An option is a contract you pay for to buy a share at a future time.
Apple is (imagine) $10 today. You want to make a contract with me to buy an Apple share at $10 on Monday.
Not a problem, I wasn’t selling anyway. Give me $1 and I’ll give you that contract. Now I buy another Apple share at $10. Come Monday, when I sell you the share for $10, it doesn’t matter what happened to the price, I’ve got the same number of shares and made $1 by selling the contract.
You’re betting on the market. If Monday comes and Apple is $20, I have to sell to you for $10 per the contract. It cost you $1 for the contract so you’ve made $9.
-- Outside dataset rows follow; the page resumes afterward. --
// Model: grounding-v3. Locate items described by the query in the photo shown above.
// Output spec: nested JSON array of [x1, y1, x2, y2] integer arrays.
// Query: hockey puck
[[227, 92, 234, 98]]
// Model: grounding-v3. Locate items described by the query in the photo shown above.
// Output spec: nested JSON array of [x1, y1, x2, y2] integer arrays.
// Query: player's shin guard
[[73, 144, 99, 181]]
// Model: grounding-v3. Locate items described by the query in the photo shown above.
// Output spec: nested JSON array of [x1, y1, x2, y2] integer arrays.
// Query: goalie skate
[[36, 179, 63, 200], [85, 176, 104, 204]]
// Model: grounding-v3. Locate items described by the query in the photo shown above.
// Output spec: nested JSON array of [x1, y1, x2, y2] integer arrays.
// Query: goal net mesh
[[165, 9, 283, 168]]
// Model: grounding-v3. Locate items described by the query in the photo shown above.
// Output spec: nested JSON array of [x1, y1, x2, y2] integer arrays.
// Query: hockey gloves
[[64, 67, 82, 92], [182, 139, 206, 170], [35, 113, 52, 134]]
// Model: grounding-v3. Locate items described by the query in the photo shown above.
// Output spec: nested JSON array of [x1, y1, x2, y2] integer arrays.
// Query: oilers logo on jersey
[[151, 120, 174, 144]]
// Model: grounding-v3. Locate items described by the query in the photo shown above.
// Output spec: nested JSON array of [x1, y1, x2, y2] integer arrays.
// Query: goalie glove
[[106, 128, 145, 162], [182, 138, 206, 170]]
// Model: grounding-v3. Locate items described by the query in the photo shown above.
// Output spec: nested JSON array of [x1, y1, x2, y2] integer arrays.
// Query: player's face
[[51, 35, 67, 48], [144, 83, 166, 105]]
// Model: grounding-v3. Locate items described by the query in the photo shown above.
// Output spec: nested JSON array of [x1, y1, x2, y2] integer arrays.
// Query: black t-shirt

Great, but why not just buy the share at $10 in the first place?
Well, you only have $10. What you’re going to do is buy 10 option contracts for $10. Now come Monday your $10 investment is worth $200.
But you’ve spent your $10, how do you buy those shares you’ve committed to buying?
Well don’t. Just sell the contracts. The contracts are now worth $200, someone will buy them for just under $200 and make a bit of low risk profit.
Ok Great, so you bought those 10 options but now Apple is worth $5 on Monday. You need to pay me $100 for those shares today and nobody will buy your contracts for more than they’re worth. You can sell them for near $50, but you also just spent your last $10 last week to get those contracts. Uh oh. You’re in trouble now.